The focus of research in our laboratory has centered on the role of the intestinal
and colonic epithelial cells in the inflammatory response at these sites. Intestinal
epithelial cells comprise a single layer of cells, which form the barrier between
the tissues of the body and the intestinal contents (including food material, bacteria,
viruses, toxins, etc.). As such, these cells can act as sentry cells to warn the body’s
immune system of an infection, wounding or the presence of a toxin. One major way
in which these cells send alarms is by secreting a variety of inflammatory cytokines
(or soluble factors) that can have many effects on nearby cells. These inflammatory
cytokines include tumor necrosis factor and interleukin-6 (IL-6), which are potent
pro-inflammatory cytokines, and several chemokines such as IL-8, monocyte chemoattractant
protein-1, and others, which induce inflammatory and immune cells from the blood to
migrate into the tissues.
Our studies have focused on mechanisms that regulate cytokine responses by the epithelial cells. In one study, we have examined the role of the extracellular matrix (ECM) and the cell surface integrins that bind to the ECM in regulating the capacity of intestinal epithelial cells to produce inflammatory cytokines. Experiments showed that one integrin in particular, the alpha3 beta1 integrin, may have a significant regulatory role in intestinal epithelial cells. Using cultured epithelial cell lines, we have found that cross-linking of this alpha3 beta1 integrin by using an antibody induces the cell to produce significantly lower levels of IL-6, IL-8 and MCP-1. Further experiments determined that activation of the alpha3 integrin resulted in a suppression of IL-1 induced intracellular signaling through TRAF6 and subsequently IkappaB/NF-KappaB and JNK/AP-1.
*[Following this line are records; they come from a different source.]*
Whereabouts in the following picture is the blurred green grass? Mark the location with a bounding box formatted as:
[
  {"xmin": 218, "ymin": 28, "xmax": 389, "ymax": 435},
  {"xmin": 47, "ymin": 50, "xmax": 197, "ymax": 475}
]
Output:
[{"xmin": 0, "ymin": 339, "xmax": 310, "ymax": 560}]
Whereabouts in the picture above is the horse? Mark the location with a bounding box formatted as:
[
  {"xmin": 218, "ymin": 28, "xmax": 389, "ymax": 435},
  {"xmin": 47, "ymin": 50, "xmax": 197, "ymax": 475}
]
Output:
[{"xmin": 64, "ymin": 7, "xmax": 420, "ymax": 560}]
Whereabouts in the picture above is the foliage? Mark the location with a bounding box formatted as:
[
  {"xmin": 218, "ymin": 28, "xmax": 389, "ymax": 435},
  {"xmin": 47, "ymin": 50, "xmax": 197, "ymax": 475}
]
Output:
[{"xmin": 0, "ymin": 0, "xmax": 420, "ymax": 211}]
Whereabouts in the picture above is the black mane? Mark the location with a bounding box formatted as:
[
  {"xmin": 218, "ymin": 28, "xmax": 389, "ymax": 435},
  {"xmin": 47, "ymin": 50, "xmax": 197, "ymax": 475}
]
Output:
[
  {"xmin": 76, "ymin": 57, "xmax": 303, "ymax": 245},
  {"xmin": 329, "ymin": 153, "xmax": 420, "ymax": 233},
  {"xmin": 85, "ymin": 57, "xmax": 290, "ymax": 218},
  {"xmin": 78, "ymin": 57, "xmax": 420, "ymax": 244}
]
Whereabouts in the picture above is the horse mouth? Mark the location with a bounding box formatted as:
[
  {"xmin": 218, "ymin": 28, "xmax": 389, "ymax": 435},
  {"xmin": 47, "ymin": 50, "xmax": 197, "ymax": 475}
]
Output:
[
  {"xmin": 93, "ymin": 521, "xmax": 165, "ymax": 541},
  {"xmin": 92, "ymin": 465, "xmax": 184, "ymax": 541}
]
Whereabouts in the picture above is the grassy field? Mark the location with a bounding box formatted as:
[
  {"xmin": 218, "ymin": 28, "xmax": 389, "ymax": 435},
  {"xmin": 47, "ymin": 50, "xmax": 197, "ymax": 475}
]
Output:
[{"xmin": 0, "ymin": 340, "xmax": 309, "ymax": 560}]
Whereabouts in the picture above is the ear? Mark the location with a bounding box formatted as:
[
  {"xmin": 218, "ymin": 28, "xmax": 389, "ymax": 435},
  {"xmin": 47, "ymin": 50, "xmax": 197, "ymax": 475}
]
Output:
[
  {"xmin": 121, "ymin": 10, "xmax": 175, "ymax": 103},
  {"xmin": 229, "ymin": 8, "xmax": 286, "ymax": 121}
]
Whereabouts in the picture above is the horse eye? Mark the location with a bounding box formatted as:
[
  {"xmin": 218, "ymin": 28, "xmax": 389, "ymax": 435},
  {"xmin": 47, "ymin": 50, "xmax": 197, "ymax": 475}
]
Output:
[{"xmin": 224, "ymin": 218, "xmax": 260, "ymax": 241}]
Our present studies are now determining the role of the Rho Kinase, ROCK, in regulating pro-inflammatory cytokine (IL-1 and TNF) signaling in intestinal epithelial cells. Inhibiting ROCK results in a suppression of IL-1 stimulated responses, such as cytokine secretion, and IL-1 intracellular signaling. We are also examining the role of inflammatory cytokines in regulating the expression of cell-cell interaction tight junction proteins like the claudins. These studies should allow a better understanding of the role of epithelial cells and inflammatory cytokines in the inflammatory response at the intestinal mucosa and wound healing.